My fish seem to be doing much better since i made all the changes. They are more active and seem happier. Hopefully it continues this way. I would like to get a bigger tank now. And have two i think that would be nice


----------



## garfieldnfish (Jan 18, 2005)

Whenever you do water changes you need to replace the amount of salt you removed. So for every 5 gal you need to add one rounded tablespoon of aquarium salt back in. As far as ordering fish on line. I have ordered Siamese Algae eaters from Aquariumfish.net and was very pleased. I also won some fish on aquabid, again, I was happy with the transaction and the fish I received. But unless it is something you just absolutely cannot find at you LFS or they cannot get for you via special order, I would rather see the fish myself like OldSalt.
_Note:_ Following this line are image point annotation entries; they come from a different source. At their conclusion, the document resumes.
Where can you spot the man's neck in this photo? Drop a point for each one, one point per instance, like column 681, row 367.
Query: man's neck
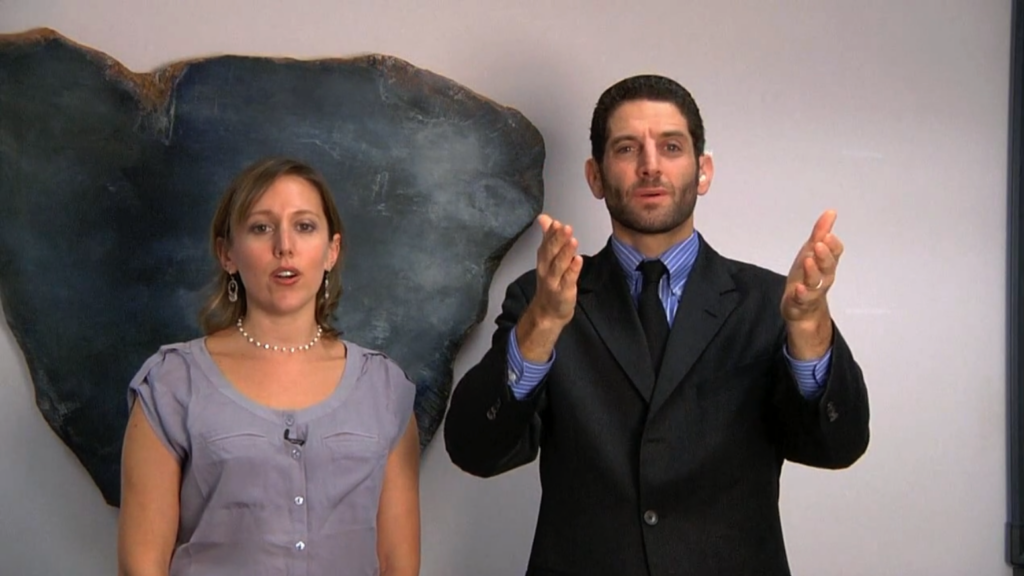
column 652, row 245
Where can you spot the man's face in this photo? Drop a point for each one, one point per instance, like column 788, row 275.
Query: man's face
column 649, row 178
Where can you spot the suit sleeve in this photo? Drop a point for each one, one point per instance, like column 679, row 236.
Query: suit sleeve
column 828, row 430
column 488, row 430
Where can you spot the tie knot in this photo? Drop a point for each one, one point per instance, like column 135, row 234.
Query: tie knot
column 652, row 271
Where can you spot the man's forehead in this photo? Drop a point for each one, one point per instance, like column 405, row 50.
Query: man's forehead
column 632, row 116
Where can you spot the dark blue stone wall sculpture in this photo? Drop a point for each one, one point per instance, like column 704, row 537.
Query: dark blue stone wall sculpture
column 109, row 180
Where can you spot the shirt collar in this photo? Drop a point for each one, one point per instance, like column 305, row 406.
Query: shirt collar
column 678, row 258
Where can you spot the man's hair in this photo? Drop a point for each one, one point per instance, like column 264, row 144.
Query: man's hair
column 645, row 87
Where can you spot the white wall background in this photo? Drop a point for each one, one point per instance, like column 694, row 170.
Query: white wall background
column 892, row 112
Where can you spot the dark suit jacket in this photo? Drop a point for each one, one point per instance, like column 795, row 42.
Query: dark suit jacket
column 674, row 477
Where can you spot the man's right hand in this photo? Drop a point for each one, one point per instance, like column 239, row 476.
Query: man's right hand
column 558, row 269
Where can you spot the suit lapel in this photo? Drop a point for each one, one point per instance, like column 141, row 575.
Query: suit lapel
column 604, row 298
column 708, row 299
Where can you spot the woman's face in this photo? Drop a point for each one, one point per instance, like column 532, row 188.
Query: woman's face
column 283, row 248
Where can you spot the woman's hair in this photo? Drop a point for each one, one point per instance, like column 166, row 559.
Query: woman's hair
column 219, row 313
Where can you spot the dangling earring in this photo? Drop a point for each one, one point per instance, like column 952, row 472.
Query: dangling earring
column 232, row 290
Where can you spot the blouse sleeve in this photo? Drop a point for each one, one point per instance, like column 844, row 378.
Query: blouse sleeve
column 400, row 394
column 163, row 387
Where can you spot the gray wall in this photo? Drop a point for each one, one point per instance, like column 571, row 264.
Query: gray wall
column 892, row 113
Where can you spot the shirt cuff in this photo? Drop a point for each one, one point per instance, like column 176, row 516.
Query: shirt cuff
column 811, row 375
column 524, row 376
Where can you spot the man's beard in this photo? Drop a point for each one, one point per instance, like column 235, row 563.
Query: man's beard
column 657, row 220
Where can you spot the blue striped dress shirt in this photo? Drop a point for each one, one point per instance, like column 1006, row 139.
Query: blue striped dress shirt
column 524, row 376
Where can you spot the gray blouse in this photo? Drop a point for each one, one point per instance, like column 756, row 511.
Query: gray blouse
column 254, row 502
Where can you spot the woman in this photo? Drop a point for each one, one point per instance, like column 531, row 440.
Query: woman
column 270, row 446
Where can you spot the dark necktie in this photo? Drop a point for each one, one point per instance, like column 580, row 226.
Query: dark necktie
column 651, row 312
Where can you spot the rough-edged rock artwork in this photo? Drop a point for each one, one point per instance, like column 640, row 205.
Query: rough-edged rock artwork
column 109, row 180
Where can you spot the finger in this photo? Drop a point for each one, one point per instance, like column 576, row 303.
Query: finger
column 835, row 245
column 813, row 279
column 823, row 225
column 823, row 259
column 556, row 251
column 572, row 272
column 553, row 240
column 564, row 257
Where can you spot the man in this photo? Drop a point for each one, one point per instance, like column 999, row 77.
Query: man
column 662, row 383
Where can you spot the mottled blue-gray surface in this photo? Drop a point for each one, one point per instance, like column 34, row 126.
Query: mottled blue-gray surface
column 109, row 180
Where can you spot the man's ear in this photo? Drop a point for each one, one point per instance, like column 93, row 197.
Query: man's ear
column 593, row 173
column 706, row 172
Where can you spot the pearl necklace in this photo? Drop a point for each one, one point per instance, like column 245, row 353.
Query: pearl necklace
column 259, row 344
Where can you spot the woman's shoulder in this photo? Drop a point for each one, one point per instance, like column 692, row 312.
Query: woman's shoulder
column 170, row 363
column 380, row 368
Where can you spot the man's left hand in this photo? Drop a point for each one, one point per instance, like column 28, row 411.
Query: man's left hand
column 804, row 306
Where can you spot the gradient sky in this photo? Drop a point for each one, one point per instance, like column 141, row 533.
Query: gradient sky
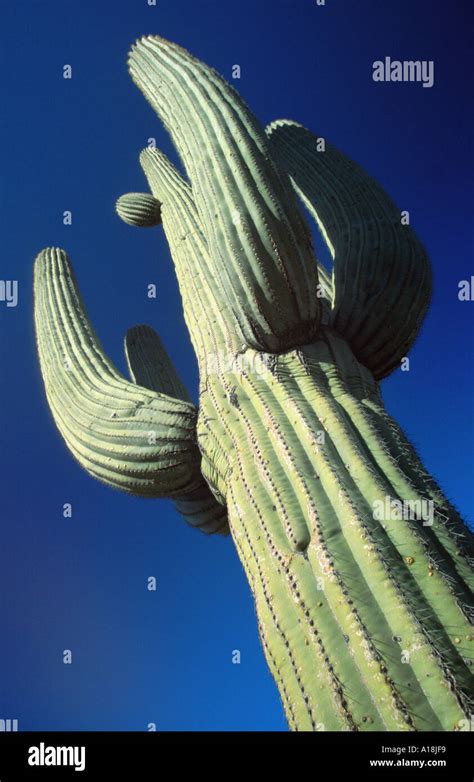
column 80, row 583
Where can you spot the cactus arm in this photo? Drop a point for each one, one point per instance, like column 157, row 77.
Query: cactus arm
column 151, row 367
column 208, row 318
column 260, row 247
column 149, row 364
column 126, row 436
column 139, row 209
column 382, row 280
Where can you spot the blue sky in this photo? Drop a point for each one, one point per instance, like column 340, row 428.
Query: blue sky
column 80, row 583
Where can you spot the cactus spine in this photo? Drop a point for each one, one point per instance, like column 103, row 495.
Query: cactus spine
column 364, row 617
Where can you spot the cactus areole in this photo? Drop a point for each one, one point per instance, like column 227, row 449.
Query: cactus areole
column 363, row 614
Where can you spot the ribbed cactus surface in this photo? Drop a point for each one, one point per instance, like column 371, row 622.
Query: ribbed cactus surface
column 364, row 603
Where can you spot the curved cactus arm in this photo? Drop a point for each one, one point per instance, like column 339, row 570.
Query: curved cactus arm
column 260, row 246
column 382, row 279
column 151, row 367
column 139, row 209
column 127, row 436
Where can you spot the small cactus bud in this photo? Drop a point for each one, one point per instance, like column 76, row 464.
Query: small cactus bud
column 140, row 209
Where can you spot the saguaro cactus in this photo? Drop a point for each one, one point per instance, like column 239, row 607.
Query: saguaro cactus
column 363, row 613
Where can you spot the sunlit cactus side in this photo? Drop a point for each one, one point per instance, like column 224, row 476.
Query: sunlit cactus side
column 365, row 615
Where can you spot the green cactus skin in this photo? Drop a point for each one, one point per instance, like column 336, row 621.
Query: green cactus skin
column 364, row 621
column 139, row 209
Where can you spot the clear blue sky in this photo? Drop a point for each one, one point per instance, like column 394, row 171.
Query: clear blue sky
column 80, row 583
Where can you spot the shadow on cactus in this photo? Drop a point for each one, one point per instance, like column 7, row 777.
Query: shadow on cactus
column 363, row 602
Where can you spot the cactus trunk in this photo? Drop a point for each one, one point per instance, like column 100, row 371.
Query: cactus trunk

Most specialized petstores (not chain stores like Petsmart and Petco, I know they do not do special orders) will try to get you the fish you want. I managed to get 4 L46 and 7 zebra otos thru special orders from my LFS and they turned out to be in great shape.


----------



## Vivid-Dawn (Jan 18, 2005)

About the salt ...since it doesn't seem like anybody pointed this detail out. The reason you don't need to add it unless you take water _out_ first, is it doesn't evaporate with everything else.
I do water changes bi-monthly, so that's the only time I put salt in. If I'm just adding a half gallon or so, to make up for evaporation, I just use the conditioners for the water.
Also, since I only have a 10 gallon tank (which only will hold 8, for some reason!), and only change 1.5 or 2 gallons at a time, I've made adjustments to the measuring of salt. Technically, for each gallon, it's 0.6 teaspoons...but I just use a rounded half teaspoon (or 1/4 for the 1/2 gallon), as that's easier. If *I* need to do something else, I hope somebody will tell me ^_^ But my fish seem fine, so far.


----------